Les then went on to go over a typical plan of study for a PhD at the college that would typically designate the responsibilities for each of the three years of your degree:

Phase 1: take courses, read, write short papers, plan a strategy for research

Phase 2: compose a Literature Review, prepare material for an upgrade (viva voce), start making the project

Phase 3: finish the project

Other notable points from Les’ talk include a list of tips that would help us get to the ‘Phase 3’ of finishing the project (seemingly so far away from me right now). I will list the ten aphorisms below as he stated them:

Ten aphorisms

These are not commandments, I am not Moses and neither is anyone else. In fact, I want to say beware of fleshy mouthed prophets who make lots of money out of writing books about how to get a PhD. There is no formula, there is no equivalent to an ‘intellectual colouring’ book where you just fill in the blank pages of the thesis according to some pre-given palette of elements. There are lessons, there are common pitfalls, there are some things to be wary of, but, like scholarship itself, creative thinking does not involve any simple technocratic formula. Otherwise, you’d be able to buy a PhD over the counter at your local sweet shop.

1. Trust your own interest

The first thing I want to say is trust the thing that makes you want to keep working on your project. The often mysterious desire which keeps your attention focused, that keeps you looking up the next reference or wanting to do another interview. This interest is often opaque. Don’t be thrown by the obscure, or diffuse nature of what keeps you passionate about what you are doing.

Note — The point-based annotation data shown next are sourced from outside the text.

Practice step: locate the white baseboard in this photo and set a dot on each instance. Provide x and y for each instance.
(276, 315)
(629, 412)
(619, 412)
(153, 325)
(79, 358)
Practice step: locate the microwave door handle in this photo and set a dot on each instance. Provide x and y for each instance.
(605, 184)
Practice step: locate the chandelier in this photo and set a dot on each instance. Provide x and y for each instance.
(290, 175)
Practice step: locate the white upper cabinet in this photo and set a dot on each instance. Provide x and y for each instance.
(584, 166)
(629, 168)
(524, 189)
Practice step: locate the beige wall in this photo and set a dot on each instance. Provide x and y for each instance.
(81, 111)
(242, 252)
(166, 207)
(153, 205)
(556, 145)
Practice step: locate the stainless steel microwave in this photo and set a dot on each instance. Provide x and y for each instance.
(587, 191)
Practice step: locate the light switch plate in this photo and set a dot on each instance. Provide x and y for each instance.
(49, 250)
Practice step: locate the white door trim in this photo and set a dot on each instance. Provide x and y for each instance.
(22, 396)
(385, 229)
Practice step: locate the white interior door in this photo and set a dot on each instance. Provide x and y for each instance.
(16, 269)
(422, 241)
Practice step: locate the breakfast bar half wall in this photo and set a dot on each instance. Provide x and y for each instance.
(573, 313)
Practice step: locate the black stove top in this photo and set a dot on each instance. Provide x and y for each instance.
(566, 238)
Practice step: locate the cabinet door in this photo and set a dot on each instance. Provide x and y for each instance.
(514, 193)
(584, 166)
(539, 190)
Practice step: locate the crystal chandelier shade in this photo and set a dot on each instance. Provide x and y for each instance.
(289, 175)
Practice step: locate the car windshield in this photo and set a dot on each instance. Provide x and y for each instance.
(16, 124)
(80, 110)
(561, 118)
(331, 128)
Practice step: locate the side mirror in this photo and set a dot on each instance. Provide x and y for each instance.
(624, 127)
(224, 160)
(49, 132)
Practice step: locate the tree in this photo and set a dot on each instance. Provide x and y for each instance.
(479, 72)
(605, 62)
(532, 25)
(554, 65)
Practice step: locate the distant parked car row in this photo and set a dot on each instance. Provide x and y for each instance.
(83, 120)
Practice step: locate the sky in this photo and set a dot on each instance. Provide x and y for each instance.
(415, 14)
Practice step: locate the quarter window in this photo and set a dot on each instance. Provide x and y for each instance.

The first piece of research I did took me seven years to complete. There were long periods when I was pretty sure that I didn’t know what I was doing. It wasn’t until I got to the end that I realised I knew all along what I was doing, it was just that I wasn’t always aware of it.

2. Keep a ledger of your thinking

The thing about ideas is that you can’t will them to come. I am reminded of the great Dustin Hoffman movie The Little Big Man. In it Dustin plays a frontiersman who becomes a native American. His adopted father is very old and tired of life. The father asks his son to accompany him to the ancestral burial grounds. He summons death and calls the spirits to take him. At the climax of an elaborate funereal soliloquy he lies down, closes his eyes and waits for death. After about fives minutes he opens one eye, looks around startled and disappointed. He dusts himself off, gets up says to a confused and relieved adopted son: “Sometimes the magic works and sometimes it doesn’t.” Academic work is like this.

Sometimes the ‘magic works’ the ideas flow and then a few days later you can be pulling your hair out. Then in the middle of a creative drought you will be doing something else – shopping, being out on the town, or in the middle of a completely unrelated conversation when you should be paying attention to the person in front of you and an idea will come into focus. My advice is be ready for this unexpected visitor. Carry a notebook all the time, keep a record of these ideas. You need to devise a system to record how your thinking evolves over time.

3.6

The other thing that I do which I think is a good idea – although its not something I have advertised until now – is keep a notebook of new words or phrases. Don’t just pass over words whose exact meaning you don’t understand. Make a note, look them up later and expand your lexicon. The temptation is just to pass over words you half know but greater precision will improve both your understanding and expression.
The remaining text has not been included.